Знаменитый джаз-банд Тома Фрики сменил оркестр республиканской гвардии. Между столиками, в большой зале с буфетом, фокстроты чередовались с джимми. Вокруг витрин собрались группами близкие знакомые, слышались взрывы смеха и громкие голоса. В сравнении с послеобеденной сутолокой теперь этот праздник казался праздником избранных, где собрался цвет высшего общества. Здесь соединились в своем кругу пятьсот-шестьсот постоянных посетителей всех торжеств и генеральных репетиций.
– Ваша мама не едет, – сказал Виньерэ. – Уже шесть часов. Я должен идти. Совершенно неотложное дело… (Свидание с Клео, у нее, в шесть с четвертью).
– Итак, – сказала Моника вздыхая, – до вечера. Не опаздывайте же слишком.
– В половине десятого, как всегда…
Моника проводила его нежным взглядом, и сейчас же ее охватило чувство острого одиночества. Зачем она здесь, на этой ярмарке тщеславия и соблазнов.
В ней вызывали отвращение роскошь и глупость, выставленные напоказ под правительственными эмблемами, и демонстративно шумливый подсчет «выручек». Пышная вывеска «В пользу увечных воинов Франции» не могла изгладить в ее душе незабываемого впечатления – большого госпиталя в Буафлери.
Несмотря на привычку к чужому страданию в других госпиталях, память об этом зрелище была невыносимой. Какие-то человеческие пресмыкающиеся, ползущие или подпрыгивающие на костылях, обрубки, передвигающиеся на колесиках, раненые в лицо, когда-то озаренное надеждой любви, умом, а теперь превращенное в бесформенную массу с белыми дырками вместо глаз, с искривленным, стянутым ртом…

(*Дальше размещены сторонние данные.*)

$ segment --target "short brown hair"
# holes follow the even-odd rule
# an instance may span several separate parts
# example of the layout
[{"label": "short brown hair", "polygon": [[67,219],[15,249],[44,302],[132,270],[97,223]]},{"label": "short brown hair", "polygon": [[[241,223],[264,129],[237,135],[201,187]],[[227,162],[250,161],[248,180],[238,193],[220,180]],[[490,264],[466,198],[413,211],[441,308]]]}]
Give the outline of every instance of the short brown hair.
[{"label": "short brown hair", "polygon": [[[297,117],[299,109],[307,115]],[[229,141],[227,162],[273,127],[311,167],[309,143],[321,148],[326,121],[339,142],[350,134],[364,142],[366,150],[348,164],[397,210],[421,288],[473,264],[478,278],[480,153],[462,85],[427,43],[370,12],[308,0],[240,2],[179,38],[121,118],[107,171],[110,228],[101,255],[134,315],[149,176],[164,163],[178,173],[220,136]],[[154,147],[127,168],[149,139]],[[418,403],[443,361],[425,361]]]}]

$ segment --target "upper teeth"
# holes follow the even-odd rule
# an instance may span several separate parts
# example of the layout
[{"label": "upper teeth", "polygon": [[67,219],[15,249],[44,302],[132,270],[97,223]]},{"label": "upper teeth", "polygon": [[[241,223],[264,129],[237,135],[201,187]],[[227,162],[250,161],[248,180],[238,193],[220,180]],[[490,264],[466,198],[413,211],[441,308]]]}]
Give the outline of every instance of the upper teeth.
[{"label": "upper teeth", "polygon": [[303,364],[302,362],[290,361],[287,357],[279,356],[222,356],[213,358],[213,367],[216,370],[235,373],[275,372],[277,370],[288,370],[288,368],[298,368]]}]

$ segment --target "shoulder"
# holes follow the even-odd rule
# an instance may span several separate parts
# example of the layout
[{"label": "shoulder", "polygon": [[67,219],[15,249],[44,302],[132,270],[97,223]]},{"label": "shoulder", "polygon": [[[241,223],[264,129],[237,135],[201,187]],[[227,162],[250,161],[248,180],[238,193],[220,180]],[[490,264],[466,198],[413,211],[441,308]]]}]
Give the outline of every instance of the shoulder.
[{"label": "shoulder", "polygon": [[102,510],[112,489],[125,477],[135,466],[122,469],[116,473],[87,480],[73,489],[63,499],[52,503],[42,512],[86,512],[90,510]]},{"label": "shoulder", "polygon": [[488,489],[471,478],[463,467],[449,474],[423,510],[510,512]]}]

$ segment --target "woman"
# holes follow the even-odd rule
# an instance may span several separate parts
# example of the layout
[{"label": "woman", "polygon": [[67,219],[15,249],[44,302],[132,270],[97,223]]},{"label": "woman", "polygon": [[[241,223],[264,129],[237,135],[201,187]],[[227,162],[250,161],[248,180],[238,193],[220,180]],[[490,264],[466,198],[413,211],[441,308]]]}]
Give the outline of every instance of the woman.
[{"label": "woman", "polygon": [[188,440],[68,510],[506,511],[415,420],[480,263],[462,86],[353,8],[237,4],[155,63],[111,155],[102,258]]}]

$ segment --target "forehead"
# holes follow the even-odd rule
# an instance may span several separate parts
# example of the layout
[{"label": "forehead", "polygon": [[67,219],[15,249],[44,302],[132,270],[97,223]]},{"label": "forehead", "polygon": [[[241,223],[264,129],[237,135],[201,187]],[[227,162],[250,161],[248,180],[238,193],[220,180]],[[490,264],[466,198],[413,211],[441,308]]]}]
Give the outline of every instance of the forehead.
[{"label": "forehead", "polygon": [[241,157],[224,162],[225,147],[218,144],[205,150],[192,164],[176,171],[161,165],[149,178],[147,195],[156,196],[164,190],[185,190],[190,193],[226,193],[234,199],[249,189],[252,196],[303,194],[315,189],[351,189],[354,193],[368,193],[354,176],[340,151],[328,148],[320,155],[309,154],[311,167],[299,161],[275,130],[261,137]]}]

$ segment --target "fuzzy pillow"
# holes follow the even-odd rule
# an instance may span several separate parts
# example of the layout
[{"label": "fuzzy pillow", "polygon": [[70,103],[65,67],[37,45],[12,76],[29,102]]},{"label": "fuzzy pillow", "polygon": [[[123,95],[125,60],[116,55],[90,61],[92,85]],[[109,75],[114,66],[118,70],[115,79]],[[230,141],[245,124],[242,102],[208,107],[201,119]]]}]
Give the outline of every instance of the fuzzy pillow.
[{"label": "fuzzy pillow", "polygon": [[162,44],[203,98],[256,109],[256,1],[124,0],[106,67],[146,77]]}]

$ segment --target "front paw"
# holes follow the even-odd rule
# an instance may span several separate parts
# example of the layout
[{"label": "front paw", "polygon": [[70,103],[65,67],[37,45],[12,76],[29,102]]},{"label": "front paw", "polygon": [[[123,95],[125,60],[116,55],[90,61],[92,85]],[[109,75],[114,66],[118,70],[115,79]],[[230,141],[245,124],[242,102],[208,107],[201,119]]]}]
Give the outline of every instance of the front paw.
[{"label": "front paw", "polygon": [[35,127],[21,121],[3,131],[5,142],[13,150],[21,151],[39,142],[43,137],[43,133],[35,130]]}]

Невыразимый ужас. Преступления войны – пятна сукровицы, которых никогда не смоет с окровавленного лба человечества все золото мира, все сострадание земли.
Послышался резкий смех Жинетты Морен. Одновременно Моника увидела свою мать и бросилась к ней навстречу. Мадам Лербье шла небрежной походкой, вся утопая в мехах.
– Уйдем отсюда, скорей!
– Что с тобой?
– Мне дурно!
Мадам Лербье сочувственно посмотрела на дочь:
– И неудивительно, в такой духоте… Но подожди, я немножко пройдусь.